Most educated fans know that pitcher Andy Messersmith was the first free agent in baseball; after playing the 1975 season for the Dodgers without a contract, the righthander insisted that he was no longer bound by the reserve clause. Arbitrator Peter Seitz ruled in favor of Andy and declared him a free agent, he subsequently signed with the Braves, and the rest was history. But I'd wager that there aren't nearly as many fans who realize that Dave McNally was a part of that landmark case as well.

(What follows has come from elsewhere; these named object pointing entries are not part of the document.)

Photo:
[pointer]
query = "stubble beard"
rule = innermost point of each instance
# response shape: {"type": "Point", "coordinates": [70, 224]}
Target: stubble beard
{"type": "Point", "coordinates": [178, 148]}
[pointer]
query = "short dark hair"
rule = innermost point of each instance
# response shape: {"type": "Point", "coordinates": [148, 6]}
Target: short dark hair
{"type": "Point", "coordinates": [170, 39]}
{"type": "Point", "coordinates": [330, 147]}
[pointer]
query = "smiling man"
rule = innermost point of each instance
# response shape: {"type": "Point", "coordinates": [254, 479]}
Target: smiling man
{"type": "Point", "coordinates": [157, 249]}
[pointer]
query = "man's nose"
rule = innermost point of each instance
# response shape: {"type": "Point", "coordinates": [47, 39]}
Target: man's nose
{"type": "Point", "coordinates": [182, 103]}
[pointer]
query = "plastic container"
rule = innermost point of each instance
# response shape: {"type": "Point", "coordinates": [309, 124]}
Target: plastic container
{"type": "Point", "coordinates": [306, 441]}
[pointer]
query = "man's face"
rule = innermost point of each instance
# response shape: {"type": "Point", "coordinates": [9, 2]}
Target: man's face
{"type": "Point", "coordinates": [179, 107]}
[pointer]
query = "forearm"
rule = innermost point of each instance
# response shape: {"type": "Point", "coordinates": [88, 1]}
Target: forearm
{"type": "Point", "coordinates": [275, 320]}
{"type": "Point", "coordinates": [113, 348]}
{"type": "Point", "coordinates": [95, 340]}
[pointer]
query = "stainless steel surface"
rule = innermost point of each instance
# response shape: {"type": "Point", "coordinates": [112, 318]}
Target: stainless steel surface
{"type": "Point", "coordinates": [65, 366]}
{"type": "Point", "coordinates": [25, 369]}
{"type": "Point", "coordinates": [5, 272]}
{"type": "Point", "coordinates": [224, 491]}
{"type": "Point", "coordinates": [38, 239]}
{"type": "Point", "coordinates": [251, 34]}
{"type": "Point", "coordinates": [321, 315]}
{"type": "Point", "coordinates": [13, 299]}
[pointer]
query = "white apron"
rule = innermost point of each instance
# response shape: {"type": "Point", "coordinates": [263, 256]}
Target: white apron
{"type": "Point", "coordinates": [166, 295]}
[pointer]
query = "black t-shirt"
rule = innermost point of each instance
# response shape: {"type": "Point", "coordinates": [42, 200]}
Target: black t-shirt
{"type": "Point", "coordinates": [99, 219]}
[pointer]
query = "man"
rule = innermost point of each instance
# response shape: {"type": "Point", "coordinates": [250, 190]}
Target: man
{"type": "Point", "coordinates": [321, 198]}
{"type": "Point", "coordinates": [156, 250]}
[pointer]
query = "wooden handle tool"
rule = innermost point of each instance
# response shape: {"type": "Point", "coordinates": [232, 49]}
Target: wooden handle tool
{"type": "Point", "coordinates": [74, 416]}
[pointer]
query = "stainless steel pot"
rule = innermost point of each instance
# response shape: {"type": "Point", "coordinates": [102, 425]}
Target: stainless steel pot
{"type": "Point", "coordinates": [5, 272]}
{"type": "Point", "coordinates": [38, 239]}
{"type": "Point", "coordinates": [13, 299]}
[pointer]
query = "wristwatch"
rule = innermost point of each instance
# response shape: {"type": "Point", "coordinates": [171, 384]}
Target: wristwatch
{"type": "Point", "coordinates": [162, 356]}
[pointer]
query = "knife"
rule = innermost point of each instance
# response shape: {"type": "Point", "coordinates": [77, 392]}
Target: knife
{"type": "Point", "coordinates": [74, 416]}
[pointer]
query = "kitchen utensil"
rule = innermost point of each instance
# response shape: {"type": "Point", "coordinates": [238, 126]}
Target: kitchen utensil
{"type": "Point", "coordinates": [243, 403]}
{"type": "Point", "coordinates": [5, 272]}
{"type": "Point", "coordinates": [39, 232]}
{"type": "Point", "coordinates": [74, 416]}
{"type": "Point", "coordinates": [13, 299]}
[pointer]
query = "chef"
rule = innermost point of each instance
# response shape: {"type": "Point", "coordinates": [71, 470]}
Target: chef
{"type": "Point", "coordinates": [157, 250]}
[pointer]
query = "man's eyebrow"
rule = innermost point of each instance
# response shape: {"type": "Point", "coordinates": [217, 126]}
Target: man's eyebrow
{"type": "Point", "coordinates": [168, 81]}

In December of 1974, Orioles GM Frank Cashen made one of his craftier trades, sending a still-effective McNally, young outfielder Rich Coggins, and minor league pitcher Bill Kirkpatrick to the Expos for pitcher Mike Torrez and outfielder Ken Singleton. McNally soon injured his arm, started out 3-6 with a 5.24 ERA, and effectively retired that June at age 32. But the players' union asked him to add his name to the Messersmith grievance and he complied. Sensing the danger a little too late, Montreal president John McHale offered the ex-Oriole a new contract with a $25,000 signing bonus and a guarantee of another $125,000 if he made the club in 1976. It was more than Dave had made at any point in his career, but he unselfishly rejected the team's transparent overture for the greater good of the other players, present and future. As a result, McNally too was declared a free agent. However, he did not come back to baseball.
Much like Dave McNally, I am free. I just wrapped up my last day at a job that I held for four years and four months. It paid the bills and I wasn't treated poorly, but there was no opportunity for advancement and it paid just well enough that I was often complacent. Despite intermittent worries that I would never improve myself, I finally did find a new job...but it won't start for two more weeks. In the meantime, I answer to no man. I'm going to soak that up.